Nous atteignons Moynak, ancien port de pêche livré au désert. L’irrigation a tué l’Aral. L’Amou-Daria et le Syr-Daria, convertis en vulgaires canaux agricoles, ne l’alimentent plus. Dans chaque fibre de coton ouzbek, il y a quelques gouttes de feu la mer. Le rivage a reculé de 50 kilomètres. Les habitants de Moynak ressassent, comme un mauvais ressac, le souvenir des temps où les houles araliennes venaient lécher les jetées. « Où est la mer ? », devient notre question. À chaque interlocuteur sa réponse. « Tout près ! » ou « Très loin ! », selon sa propre géographie mentale. « Elle est inaccessible ! », entendons-nous même parfois. Nous descendons dans la cuvette. Les sabots des chevaux écrasent des tapis de coquillages orphelins de leurs eaux. « Il y a la mer et qui peut l’épuiser ? », se demandait Eschyle, qui ne connaissait pas les Soviétiques. Quelques bateaux couchés sur le flanc effraient nos montures. C’est tout ce qui reste de la flotte, épaves rouillées qui semblent guetter comme des vigies oubliées le retour d’un rivage qui ne reviendra plus. Le « grand lac bleu » des Kazakhs, ce miroir décrit par les voyageurs arabes, frôlé par Sven Hedin, longé par Ella Maillart, n’existe plus. Pauvre peau de chagrin qui témoigne si tragiquement de la fragilité du Turkestan.

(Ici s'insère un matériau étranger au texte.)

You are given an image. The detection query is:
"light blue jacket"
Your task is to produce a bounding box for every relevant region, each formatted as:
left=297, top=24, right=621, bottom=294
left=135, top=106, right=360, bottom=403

La chevauchée s’achève sur la grève envolée. Reste à quitter les chevaux. Nous en faisons cadeau au musée d’Art de la ville de Noukous, institut d’avant-garde qui protégea les peintres dissidents aux temps les plus sévères de la répression culturelle communiste, quand les sbires de Jdanov traquaient les muses trop libres dans l’imaginaire des peintres. L’endroit est un îlot de grâce et de beauté au milieu de la déliquescence postsoviétique. Ouroz, Boris et Bucéphale – compagnons regrettés –, après avoir mis leurs sabots dans les traces des caravanes et enduré 3 000 kilomètres d’aventures, jouissent désormais d’un repos mérité sur la terre karakalpake.